The years 2018 and 2019 were slower – this was the so-called “crypto winter” – but the industry saw major gains in 2020 and 2021. For instance, a bull market through the end of 2020 led to a first-ever global cryptocurrency valuation of $1,000,000,000,000 in early January 2021 – yes, that’s $1 trillion.
What are the major factors driving Bitcoin’s growth?
Bitcoin, and the overall world of cryptocurrency, is operating on a stronger foundation than ever. Longtime investors and miners who followed early cryptocurrency trends and held onto their assets have reaped huge rewards many times over. Here we’ll discuss the 3 main factors driving Bitcoin’s recent and long-term growth.
1. Public awareness and acceptance
As the first cryptocurrency to hit the market, Bitcoin wasn’t embraced or even well-known in its early stages. But as the years pass, the rise in public awareness is pushing Bitcoin’s growth. This includes acceptance from both individual bitcoin miners and investors, as well as larger financial entities.
As Forbes reports, even major financial institutions are starting to engage with Bitcoin, as demonstrated by a massive rise in CME contracts for Bitcoin futures. According to Forbes, this “kind of growth is more than three times the heady 425% increase in Bitcoin’s price over the last year and a further representation of the unprecedented level of demand for exposure to the asset class among institutional investors.”

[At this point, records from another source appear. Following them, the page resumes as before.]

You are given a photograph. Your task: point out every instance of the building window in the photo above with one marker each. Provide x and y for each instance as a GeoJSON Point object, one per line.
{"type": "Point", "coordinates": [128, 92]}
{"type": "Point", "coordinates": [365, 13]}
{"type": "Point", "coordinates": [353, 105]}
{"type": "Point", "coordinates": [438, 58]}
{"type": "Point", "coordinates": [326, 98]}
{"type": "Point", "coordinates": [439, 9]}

It looks like this trend will only continue, with Morgan Stanley recently becoming the first major bank to allow wealthy clients the ability to invest in bitcoin funds. That’s only a few days after Bitcoin broke a new record valuation of $60,000 per unit.
2. Limited supply of Bitcoin
Bitcoin and (certain other cryptocurrencies) ostensibly exist in a finite supply. So, as time passes and more people accumulate cryptocurrencies, miners are hunting for an increasingly small number of bitcoins. To facilitate growth and reduce inflation, most cryptocurrencies periodically go through what’s called a “halving” process.
In essence, this doubles the number of remaining bitcoins left to mine, but it also reduces the value of each bitcoin. For example, after a halving event – they occur about every 4 years – anyone with 2 bitcoin in their bitcoin wallet would have 4. In more technical terms, halving takes place whenever 210,000 blocks are created. Given that there is a limited number of bitcoin, however, there will only ever be 32 halvings ever. You can see a countdown to the next halving here.
3. Processing power and profitability
The biggest associated Bitcoin mining cost is the energy you consume in the process, whether it’s with a single rig or as part of a larger crypto farm. The industry’s overall energy impact has traditionally been an easy way to gauge growth, and The Guardian reported that it had become equivalent to the annual carbon footprint of Argentina. Their data is sourced from the Cambridge Bitcoin Electricity Consumption Index, where you can find up-to-the-minute information about the energy impact associated with mining.